Apache SSLCertificateFile error: Does not exist or is empty

enrgyxprt · August 18, 2018, 5:50pm

just an FYI,
Same exact problem as closed post,

Everything except the following worked,

apache2ctl -V

AH00526: Syntax error on line 33 of /etc/apache2/sites-enabled/default-ssl.conf:
SSLCertificateFile: file ‘/etc/letsencrypt/live/my.ddns.net/fullchain.pem’ does not exist or is empty
Action ‘-V’ failed.

I successfully verified fullchain was there by…
sudo openssl x509 -text -noout -in /etc/letsencrypt/live/my.ddns.net/fullchain.pem

Unlike the closed post, only changing the archive permissions to 0755 did not solve the problem…
Once I also changed the folder live to 0755 was apache2ctl -V working again…

sahsanu · August 18, 2018, 6:18pm

Hi @enrgyxprt,

You should use sudo apache2ctl -V or launch the command as root.
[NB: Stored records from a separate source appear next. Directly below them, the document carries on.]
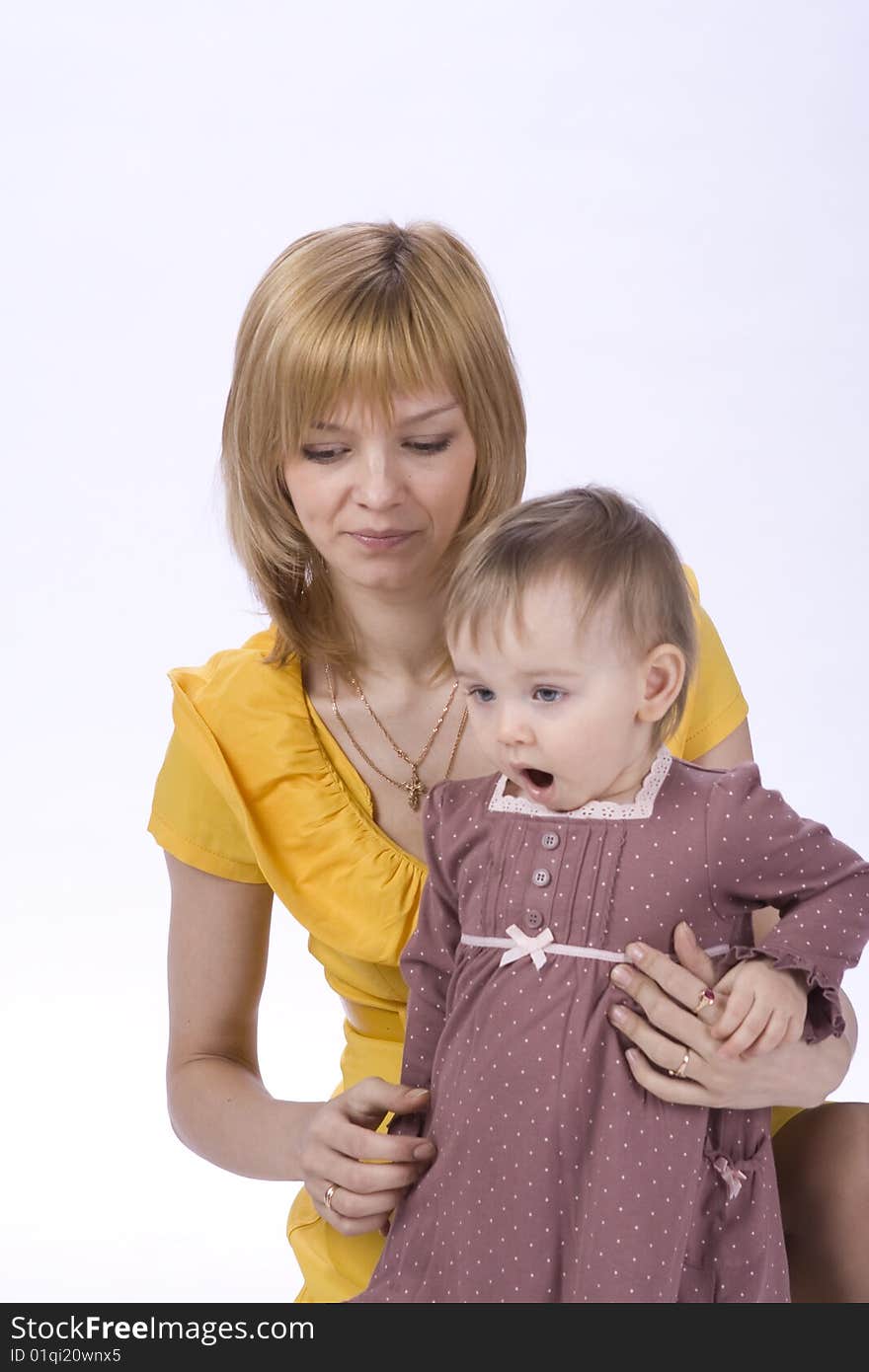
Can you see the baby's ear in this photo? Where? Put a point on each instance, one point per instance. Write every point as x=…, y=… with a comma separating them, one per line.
x=664, y=676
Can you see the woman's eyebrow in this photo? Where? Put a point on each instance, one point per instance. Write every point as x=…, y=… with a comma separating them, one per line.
x=411, y=419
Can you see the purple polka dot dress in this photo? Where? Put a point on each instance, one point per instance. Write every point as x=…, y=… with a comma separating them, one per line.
x=558, y=1176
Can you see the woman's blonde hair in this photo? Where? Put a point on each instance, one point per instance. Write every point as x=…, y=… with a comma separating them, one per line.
x=601, y=544
x=357, y=313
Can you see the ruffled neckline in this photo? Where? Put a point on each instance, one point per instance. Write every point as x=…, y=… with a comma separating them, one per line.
x=639, y=808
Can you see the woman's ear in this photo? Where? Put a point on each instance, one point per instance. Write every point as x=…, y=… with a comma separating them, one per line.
x=664, y=675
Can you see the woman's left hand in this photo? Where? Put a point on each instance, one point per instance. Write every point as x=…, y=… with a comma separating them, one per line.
x=674, y=1023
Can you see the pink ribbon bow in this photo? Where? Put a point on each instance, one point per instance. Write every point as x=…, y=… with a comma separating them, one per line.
x=527, y=947
x=731, y=1176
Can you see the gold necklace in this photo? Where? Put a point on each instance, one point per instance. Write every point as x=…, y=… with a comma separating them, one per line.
x=415, y=788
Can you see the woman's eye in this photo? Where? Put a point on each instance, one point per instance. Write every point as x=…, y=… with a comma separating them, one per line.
x=323, y=454
x=438, y=445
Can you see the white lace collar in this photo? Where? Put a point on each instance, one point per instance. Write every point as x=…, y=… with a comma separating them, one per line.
x=639, y=808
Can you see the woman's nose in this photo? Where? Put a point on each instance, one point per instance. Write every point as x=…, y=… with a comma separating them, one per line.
x=379, y=483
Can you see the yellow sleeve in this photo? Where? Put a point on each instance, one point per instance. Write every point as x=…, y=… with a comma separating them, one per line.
x=191, y=819
x=715, y=704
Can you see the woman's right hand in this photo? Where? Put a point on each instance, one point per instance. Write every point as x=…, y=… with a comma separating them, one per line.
x=369, y=1172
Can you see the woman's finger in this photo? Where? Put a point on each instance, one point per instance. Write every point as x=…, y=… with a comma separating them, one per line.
x=675, y=1090
x=662, y=1010
x=736, y=1012
x=664, y=1051
x=340, y=1200
x=771, y=1036
x=375, y=1098
x=671, y=975
x=366, y=1146
x=749, y=1031
x=692, y=955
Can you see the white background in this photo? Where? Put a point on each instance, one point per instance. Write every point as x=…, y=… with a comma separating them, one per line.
x=671, y=199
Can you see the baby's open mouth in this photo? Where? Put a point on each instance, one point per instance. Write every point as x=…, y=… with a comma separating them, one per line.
x=540, y=780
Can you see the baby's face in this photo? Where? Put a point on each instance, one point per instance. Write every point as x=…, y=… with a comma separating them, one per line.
x=553, y=706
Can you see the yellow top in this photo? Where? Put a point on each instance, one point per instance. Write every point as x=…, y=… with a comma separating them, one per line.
x=254, y=788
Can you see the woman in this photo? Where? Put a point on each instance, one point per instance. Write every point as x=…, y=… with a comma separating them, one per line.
x=373, y=424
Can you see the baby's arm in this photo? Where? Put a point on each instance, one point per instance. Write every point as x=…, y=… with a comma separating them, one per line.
x=762, y=852
x=428, y=964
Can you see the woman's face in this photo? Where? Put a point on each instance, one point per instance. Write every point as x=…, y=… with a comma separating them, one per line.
x=382, y=499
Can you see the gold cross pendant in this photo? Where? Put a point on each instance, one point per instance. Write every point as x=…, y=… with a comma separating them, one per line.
x=415, y=791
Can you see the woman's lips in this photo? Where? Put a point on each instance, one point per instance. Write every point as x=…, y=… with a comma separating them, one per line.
x=379, y=542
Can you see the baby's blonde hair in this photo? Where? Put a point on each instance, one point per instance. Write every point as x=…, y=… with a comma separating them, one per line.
x=358, y=313
x=601, y=544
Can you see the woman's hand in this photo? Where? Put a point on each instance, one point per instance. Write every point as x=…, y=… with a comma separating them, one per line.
x=364, y=1174
x=668, y=992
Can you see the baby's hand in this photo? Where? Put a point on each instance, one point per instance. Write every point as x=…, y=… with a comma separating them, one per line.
x=765, y=1009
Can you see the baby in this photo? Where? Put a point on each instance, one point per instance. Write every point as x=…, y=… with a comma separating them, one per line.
x=558, y=1176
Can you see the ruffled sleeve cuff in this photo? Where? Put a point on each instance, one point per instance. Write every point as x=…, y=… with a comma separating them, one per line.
x=824, y=1016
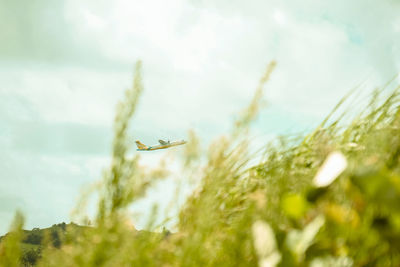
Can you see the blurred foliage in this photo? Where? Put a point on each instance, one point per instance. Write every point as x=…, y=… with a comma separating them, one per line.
x=270, y=214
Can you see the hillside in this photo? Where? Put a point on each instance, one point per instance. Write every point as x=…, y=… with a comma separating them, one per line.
x=327, y=198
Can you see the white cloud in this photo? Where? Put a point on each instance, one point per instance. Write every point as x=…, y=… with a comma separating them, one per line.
x=202, y=61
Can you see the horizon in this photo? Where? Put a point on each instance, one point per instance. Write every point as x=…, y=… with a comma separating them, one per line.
x=65, y=65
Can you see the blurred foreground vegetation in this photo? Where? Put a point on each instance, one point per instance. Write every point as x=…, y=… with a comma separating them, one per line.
x=329, y=198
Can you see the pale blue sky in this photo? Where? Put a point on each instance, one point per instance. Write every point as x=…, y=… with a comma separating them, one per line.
x=65, y=64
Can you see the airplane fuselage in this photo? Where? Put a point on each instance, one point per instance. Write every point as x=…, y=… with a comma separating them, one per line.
x=157, y=147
You should NOT change those perms.

Cheers,
sahsanu

enrgyxprt · August 18, 2018, 6:58pm

Believe I tried (but cant say for certain), and still had the error messages prevent any useful output...
Additionally,

$ apachectl -M
AH00526: Syntax error on line 33 of /etc/apache2/sites-enabled/default-ssl.conf:
SSLCertificateFile: file '/etc/letsencrypt/live/my.ddns.net/fullchain.pem' does not exist or is empty
Action '-M' failed.
The Apache error log may have more information.

Now works..

Understandable, but looking at the OP referenced, was sort of a confirmed bug and fix,
If I misunderstood that post, please let me know...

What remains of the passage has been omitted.